Charles, who had been dutifully standing by the door, obliged. Iona approached, chewing the cuticle of her thumb. “If I may, miss? It’s possible that you were a bit, well, harsh with him.”
Hazel wet her thumb and ran it along a red stain on her leg. It came off. Good. Just dried blood then, and just a little scratch. “Harsh? He’s a man, isn’t he? He has the entire world at his feet. I think he can handle my turning down a promenade.”
“He is your betrothed, though,” her maid said to the floor.
“Not yet. Much as my mother wishes it were the case so she could get rid of me once and for all.”
Iona swallowed and twisted a strand of hair around her finger. “Perhaps, then, you should be sweeter to him, to ensure—”

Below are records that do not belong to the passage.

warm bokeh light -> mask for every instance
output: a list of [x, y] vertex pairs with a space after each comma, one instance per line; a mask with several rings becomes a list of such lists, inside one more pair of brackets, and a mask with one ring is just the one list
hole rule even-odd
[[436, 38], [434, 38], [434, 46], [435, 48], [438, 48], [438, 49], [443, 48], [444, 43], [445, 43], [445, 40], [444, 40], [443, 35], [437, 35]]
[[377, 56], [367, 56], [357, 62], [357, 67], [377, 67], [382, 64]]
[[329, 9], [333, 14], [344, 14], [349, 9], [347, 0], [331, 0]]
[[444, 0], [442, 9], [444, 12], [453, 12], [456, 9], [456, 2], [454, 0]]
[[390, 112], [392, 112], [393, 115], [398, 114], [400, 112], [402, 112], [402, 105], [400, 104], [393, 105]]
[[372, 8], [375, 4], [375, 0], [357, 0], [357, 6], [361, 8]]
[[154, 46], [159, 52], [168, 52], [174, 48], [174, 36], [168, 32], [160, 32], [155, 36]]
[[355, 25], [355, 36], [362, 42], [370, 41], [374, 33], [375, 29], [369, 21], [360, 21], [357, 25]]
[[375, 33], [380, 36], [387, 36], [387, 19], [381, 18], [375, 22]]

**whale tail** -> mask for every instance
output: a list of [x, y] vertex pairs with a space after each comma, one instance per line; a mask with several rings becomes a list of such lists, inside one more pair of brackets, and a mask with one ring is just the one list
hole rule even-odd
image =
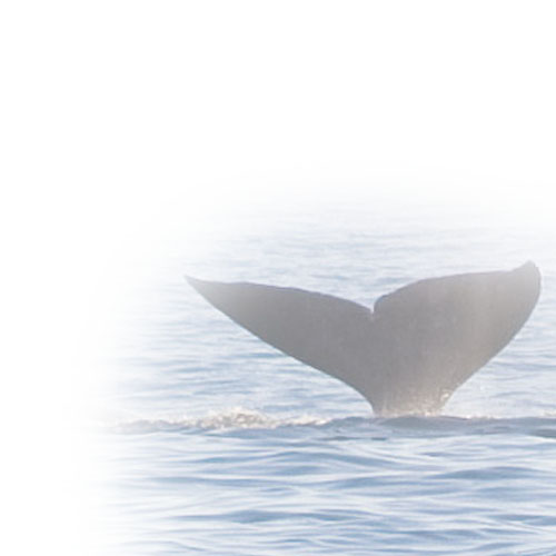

“Oh, Iona, please. I will have my entire life to be sweet to him if he wants it. Can’t I have a single afternoon of mourning my future?”
Charles returned with the basin, and the three of them moved back to Hazel’s bedroom to begin the slow work of undoing the damage she had wreaked in her frustration. “Seems a pity,” Charles said, picking up a beetle that had fallen from its casing. “To throw these fine things away.”
Hazel plucked the beetle from his fingers and held it up to the light. The beetle was black, but where the afternoon sun hit it, it almost glowed an iridescent blue. “We won’t throw them away, Charles. Let’s just sweep up the glass and put the specimens back. I’ll replate them tomorrow.”
“Very good.”
Hazel watched Charles as he worked with the broom. And then she watched Iona watching Charles, and something close to benevolence rose like a tide in her chest. “You know,” she said, “Bernard wasn’t actually wrong about it being a lovely day to promenade. I can tidy the rest of this up myself. Why don’t the two of you go down to the Gardens? Take one of the carriages.”
The two servants stared at Hazel with astonishment.
“To the Princes Street Gardens, miss?” Charles asked.
“Together?” Iona asked.
“Absolutely,” Hazel said firmly. “Now, it’s chilly, be sure to take a jacket and scarf—but the sun is out, and heaven knows how rare that is in this part of the world.”
Iona’s face flipped between terror and delight. The effect was close to the look of an adorable but deranged woodland creature. “Are you sure you can manage on your own? Without me?”
“Iona, not to diminish your impeccable service, but I can absolutely manage an afternoon without you. I might take a walk down the ravine.”